The final section of the film portrays the launching of the first Soviet man into space, the first space station, and the first landing on the moon. In creating this footage Klushantsev created marvellous special effects, using techniques copied by Stanley Kubrick ten years later for 2001: A Space Odyssey. Indeed, some sequences in 2001 seems a shot-for-shot duplication of Road to the Stars..

A large three stage rocket puts the first three-man crew into space. The launch site seems to be in the Crimea, which certainly would have been a great advantage to the Soviet program compared to the selected Baikonur site. The scene of the crew, waving farewell from the platform at the top of the rocket, is eerily similar to scenes later played out in real life for Voskhod and Soyuz launches. The crew wear soft leather flying outfits in the pressurized cabin - reflecting the view of Soviet engineers that spacesuits were only needed for spacewalks. As in Von Braun's early designs, the lower stages are retrieved for re-use. The winged third stage achieves orbit. The crew floats about the padded cabin before venturing outside of the spacecraft for man's first spacewalk. An awestruck cosmonaut in full space suit watches a space sunrise.
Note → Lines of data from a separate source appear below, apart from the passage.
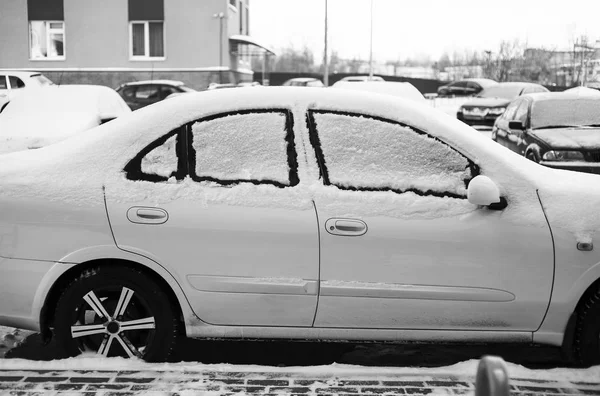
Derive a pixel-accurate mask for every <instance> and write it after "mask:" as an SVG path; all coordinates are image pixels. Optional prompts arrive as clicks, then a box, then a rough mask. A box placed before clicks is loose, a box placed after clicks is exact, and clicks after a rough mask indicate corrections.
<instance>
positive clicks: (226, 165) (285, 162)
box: [188, 110, 298, 187]
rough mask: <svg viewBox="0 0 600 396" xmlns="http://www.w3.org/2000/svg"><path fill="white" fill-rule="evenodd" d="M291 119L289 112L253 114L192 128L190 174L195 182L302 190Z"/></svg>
mask: <svg viewBox="0 0 600 396" xmlns="http://www.w3.org/2000/svg"><path fill="white" fill-rule="evenodd" d="M291 117H292V115H291V113H290V112H288V111H285V110H276V111H271V110H265V111H251V112H250V111H249V112H241V113H233V114H225V115H220V116H216V117H211V118H209V119H204V120H199V121H197V122H194V123H193V124H192V125H191V140H192V141H191V147H189V148H188V150H189V151H190V171H191V176H192V178H193V179H194V180H196V181H210V182H216V183H219V184H222V185H229V184H237V183H246V182H248V183H253V184H272V185H275V186H277V187H286V186H294V185H296V184H298V162H297V154H296V150H295V147H294V133H293V129H292V119H291Z"/></svg>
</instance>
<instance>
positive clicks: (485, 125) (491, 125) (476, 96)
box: [456, 82, 548, 127]
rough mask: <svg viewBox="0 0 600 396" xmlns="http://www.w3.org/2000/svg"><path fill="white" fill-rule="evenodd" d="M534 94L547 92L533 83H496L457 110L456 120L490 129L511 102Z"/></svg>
mask: <svg viewBox="0 0 600 396" xmlns="http://www.w3.org/2000/svg"><path fill="white" fill-rule="evenodd" d="M536 92H548V89H547V88H545V87H544V86H542V85H539V84H533V83H523V82H505V83H498V84H496V85H493V86H491V87H489V88H486V89H484V90H483V91H481V92H480V93H479V94H478V95H477V96H476V97H475V98H474V99H473V100H471V101H469V102H467V103H465V104H463V105H462V106H461V107H460V108H459V109H458V112H457V113H456V118H458V119H459V120H461V121H462V122H464V123H466V124H468V125H470V126H487V127H491V126H493V125H494V122H495V121H496V118H498V117H499V116H501V115H502V114H503V113H504V110H506V107H507V106H508V104H509V103H510V102H511V101H512V100H514V99H515V98H517V97H519V96H521V95H524V94H528V93H536Z"/></svg>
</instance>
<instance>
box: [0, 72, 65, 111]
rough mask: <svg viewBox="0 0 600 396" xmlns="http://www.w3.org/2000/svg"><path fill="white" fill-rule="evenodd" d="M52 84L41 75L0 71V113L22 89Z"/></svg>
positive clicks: (36, 87) (42, 74) (51, 81)
mask: <svg viewBox="0 0 600 396" xmlns="http://www.w3.org/2000/svg"><path fill="white" fill-rule="evenodd" d="M52 84H54V83H53V82H52V81H51V80H50V79H49V78H48V77H46V76H44V75H43V74H42V73H38V72H33V71H20V70H1V71H0V113H1V112H2V110H4V108H5V107H6V105H7V104H8V102H10V101H11V100H12V99H13V98H14V97H15V96H16V95H17V94H18V93H19V92H21V91H22V90H23V89H24V88H39V87H45V86H48V85H52Z"/></svg>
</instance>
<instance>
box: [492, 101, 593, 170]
mask: <svg viewBox="0 0 600 396" xmlns="http://www.w3.org/2000/svg"><path fill="white" fill-rule="evenodd" d="M595 92H597V91H595ZM492 140H494V141H496V142H498V143H500V144H501V145H503V146H505V147H507V148H509V149H511V150H512V151H515V152H517V153H519V154H521V155H523V156H525V157H527V158H528V159H530V160H532V161H535V162H538V163H540V164H541V165H545V166H549V167H552V168H560V169H568V170H574V171H580V172H588V173H596V174H600V92H598V93H591V94H590V93H589V92H586V91H581V90H579V91H571V92H566V91H565V92H551V93H544V94H530V95H522V96H521V97H519V98H518V99H516V100H514V101H513V102H511V103H510V105H509V106H508V107H507V108H506V112H505V113H504V115H502V116H501V117H499V118H498V119H497V120H496V123H495V124H494V128H493V129H492Z"/></svg>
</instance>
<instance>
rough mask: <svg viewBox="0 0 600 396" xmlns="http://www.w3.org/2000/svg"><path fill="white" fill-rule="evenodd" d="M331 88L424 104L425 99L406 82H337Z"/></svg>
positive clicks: (348, 81) (421, 94)
mask: <svg viewBox="0 0 600 396" xmlns="http://www.w3.org/2000/svg"><path fill="white" fill-rule="evenodd" d="M331 88H338V89H350V90H353V91H365V92H374V93H380V94H385V95H392V96H396V97H400V98H404V99H409V100H414V101H417V102H422V103H426V99H425V97H424V96H423V94H422V93H421V92H420V91H419V90H418V89H417V88H415V86H414V85H412V84H411V83H408V82H396V81H364V82H361V83H356V82H350V81H338V82H336V83H335V84H333V85H332V86H331Z"/></svg>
The crew makes a deorbit burn, and reenters the atmosphere in a long glide as advocated by Von Braun. The spaceplane/seaplane lands in the Black Sea and the crew is picked up by motorboat and brought back to the cheering crowds on the beach.

Shortly thereafter, whole fleets of rockets are being launched to convey space station elements into orbit. Teams in space suits construct the revolving station. Shots of the crews at work, and the interior and exterior of the revolving station, are again very similar to those later used in 2001.

An earth-orbit-to-lunar-surface shuttle is built and refuelled at the station. Departing from the despun section, it travels to the moon, taking the two-man crew to the first lunar landing. The entire landing sequence is very similar to that in 2001. It includes a jaw-dropping shot of the shuttle in lunar orbit as the terrain rolls by beneath it.

After landing on the surface, the first crewman walks down the ladder and puts the first footprnt on the lunar surface. The scene is very close to the reality of Neil Armstrong stepping onto the moon 13 years later. Even the consistency of the lunar surface is precisely right.

A few final shots show the future lunar base, and manned exploration of Mars, the moons of Saturn, and 'beyond the infinite'.